(Bloomberg) — Australia’s economic growth remained subdued in the three months through June, underpinned mainly by government spending and trade.
- Gross domestic product advanced 0.5% from the first quarter, the statistics bureau said Wednesday in Sydney. Economists forecast 0.5%
- From a year earlier, it expanded 1.4%, also matching estimates
- Government spending grew 2.7%, adding 0.5% pt; exports grew 1.4%, adding 0.3% pt
- Dwellings investment fell 4.4%, subtracting 0.2% pt; non-dwelling construction slumped 5.9%, cutting 0.3% pt
- The savings rate fell to 2.3% from a revised 3%
- Australian dollar traded at 67.81 U.S. cents versus 67.64 pre-data
The report comes a day after the Reserve Bank held interest rates at a record-low 1% following back-to-back cuts in June and July to try to revive household spending — which accounts for about 60% of GDP — and, in turn, the economy. Governor Philip Lowe is trying to drive down unemployment in order to fuel faster wage growth and higher inflation.

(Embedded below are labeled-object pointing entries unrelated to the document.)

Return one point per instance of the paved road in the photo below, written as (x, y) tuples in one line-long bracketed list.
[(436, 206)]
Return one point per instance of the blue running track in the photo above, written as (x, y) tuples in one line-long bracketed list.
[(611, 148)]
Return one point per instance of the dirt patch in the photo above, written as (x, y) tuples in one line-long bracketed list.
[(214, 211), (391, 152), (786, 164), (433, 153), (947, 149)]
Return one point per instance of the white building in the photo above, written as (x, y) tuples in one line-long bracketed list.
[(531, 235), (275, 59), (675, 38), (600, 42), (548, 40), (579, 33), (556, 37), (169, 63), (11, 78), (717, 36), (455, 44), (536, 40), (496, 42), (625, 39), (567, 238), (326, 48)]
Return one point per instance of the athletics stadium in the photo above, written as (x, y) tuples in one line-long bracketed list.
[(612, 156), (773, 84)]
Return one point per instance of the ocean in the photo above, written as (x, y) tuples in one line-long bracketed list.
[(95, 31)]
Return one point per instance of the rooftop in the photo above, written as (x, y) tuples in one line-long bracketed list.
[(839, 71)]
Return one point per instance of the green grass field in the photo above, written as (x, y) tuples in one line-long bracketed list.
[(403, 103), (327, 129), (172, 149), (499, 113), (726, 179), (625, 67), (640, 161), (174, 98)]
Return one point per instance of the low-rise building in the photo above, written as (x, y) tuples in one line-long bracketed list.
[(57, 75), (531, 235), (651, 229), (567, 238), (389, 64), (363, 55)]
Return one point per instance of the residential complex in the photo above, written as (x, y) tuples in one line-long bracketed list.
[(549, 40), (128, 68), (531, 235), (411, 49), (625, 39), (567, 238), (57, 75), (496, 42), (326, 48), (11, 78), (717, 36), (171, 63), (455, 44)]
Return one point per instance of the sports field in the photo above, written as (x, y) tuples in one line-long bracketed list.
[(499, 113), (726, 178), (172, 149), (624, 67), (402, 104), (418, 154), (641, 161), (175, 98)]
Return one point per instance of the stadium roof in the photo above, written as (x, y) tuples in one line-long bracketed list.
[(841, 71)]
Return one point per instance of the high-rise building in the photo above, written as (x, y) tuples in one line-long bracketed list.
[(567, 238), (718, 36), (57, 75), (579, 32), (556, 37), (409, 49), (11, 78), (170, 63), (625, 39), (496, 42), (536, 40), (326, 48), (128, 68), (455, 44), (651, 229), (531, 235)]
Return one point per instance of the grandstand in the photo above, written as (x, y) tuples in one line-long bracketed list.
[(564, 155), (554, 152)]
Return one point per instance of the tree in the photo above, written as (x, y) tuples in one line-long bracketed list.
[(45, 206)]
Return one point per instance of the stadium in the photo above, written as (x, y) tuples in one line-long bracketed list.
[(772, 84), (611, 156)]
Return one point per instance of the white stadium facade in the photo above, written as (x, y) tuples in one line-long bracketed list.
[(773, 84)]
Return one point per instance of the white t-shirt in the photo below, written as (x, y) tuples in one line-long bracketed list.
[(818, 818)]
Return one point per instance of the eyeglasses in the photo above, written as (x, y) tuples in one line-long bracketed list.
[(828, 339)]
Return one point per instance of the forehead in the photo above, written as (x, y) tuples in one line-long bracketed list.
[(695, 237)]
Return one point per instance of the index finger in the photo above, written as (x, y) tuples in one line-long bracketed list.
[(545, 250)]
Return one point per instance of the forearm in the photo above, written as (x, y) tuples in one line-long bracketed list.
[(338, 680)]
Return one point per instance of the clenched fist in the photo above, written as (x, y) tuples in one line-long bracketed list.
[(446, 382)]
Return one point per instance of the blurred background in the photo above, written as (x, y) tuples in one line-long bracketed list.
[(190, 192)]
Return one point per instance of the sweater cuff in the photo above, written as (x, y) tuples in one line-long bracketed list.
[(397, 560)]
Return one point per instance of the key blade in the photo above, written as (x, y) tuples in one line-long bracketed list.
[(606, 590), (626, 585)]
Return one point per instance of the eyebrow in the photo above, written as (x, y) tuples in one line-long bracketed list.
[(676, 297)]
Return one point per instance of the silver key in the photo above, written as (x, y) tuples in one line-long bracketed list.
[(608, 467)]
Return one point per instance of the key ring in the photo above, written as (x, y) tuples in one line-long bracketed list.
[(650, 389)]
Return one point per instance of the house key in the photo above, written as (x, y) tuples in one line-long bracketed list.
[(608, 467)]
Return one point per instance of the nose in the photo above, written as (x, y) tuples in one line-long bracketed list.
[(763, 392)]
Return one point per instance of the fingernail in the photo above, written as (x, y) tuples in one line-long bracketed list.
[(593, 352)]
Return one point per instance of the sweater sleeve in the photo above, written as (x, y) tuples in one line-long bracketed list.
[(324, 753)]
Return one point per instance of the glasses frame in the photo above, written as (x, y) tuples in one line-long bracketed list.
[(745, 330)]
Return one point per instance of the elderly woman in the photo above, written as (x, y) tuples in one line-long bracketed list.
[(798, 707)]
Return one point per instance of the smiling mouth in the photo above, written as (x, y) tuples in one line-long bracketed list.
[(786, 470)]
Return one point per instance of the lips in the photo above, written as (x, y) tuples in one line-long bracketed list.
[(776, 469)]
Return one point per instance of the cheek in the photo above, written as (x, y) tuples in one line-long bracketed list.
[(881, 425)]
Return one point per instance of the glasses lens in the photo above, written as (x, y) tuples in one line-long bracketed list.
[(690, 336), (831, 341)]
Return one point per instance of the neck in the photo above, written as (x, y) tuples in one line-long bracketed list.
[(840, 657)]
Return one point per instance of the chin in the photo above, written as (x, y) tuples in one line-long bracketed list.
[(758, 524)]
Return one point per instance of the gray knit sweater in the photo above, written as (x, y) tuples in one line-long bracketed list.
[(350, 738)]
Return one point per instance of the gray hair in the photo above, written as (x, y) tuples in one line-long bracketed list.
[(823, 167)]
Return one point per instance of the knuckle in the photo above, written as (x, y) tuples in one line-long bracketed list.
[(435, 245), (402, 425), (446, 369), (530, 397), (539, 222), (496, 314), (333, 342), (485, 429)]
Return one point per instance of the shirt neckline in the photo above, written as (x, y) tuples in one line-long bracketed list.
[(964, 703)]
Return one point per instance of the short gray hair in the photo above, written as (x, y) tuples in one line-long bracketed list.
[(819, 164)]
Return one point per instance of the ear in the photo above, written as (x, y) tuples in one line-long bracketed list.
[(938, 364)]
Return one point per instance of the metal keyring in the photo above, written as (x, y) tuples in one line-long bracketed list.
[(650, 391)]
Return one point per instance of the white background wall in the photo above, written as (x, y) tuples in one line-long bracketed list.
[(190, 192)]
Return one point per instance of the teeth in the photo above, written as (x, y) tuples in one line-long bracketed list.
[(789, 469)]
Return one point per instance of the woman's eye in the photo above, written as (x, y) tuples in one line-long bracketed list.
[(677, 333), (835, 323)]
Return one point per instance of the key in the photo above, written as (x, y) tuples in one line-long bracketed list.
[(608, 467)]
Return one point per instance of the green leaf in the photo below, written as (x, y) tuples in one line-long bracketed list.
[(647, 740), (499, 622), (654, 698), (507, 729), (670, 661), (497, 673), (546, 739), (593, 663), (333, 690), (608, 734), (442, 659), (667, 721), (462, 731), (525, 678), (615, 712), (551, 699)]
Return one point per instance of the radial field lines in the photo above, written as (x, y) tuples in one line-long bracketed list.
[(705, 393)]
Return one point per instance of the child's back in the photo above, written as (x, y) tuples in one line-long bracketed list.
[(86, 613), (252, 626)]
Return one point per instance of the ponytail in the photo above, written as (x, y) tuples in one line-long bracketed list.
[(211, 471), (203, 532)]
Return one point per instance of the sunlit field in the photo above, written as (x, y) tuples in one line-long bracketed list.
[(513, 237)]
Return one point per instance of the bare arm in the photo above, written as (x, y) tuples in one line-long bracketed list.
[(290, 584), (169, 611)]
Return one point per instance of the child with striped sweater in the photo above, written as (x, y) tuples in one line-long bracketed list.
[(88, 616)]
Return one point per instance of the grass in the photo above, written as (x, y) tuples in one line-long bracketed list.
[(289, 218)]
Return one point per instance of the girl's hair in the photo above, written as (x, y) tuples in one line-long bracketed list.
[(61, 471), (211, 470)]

So far, the impact has come mainly through the housing market, with property prices rising the most in almost 2 1/2-years in August. Meanwhile, uncertainty reigns across much of the world with the U.S.-China confrontation hurting confidence and deterring multinationals from major investments as they wait to see how the trade war plays out.
Australia’s exporters are benefiting from a 17% drop in the dollar since early last year and miners are enjoying massive windfalls as supply problems and record Chinese steel production sent the iron-ore price soaring. The trade gains underpinned the nation’s first current-account surplus in 44 years.
Markets predict Lowe will cut rates twice more to 0.5%, and the RBA’s forecasts for economic growth rising to 2.75% next year are premised on such a move. Yet Lowe still hopes that a combination of his earlier cuts and government tax relief, rising house prices, infrastructure and mining investment and a lower currency will carry the economy through without further easing.
Lowe said last month “there are signs the economy may have reached a gentle turning point.” But even if the domestic picture does improve, global political turmoil is prompting his counterparts across the world to ease policy. Australia is unlikely to be able to escape doing the same, and otherwise could see some unwanted currency strength.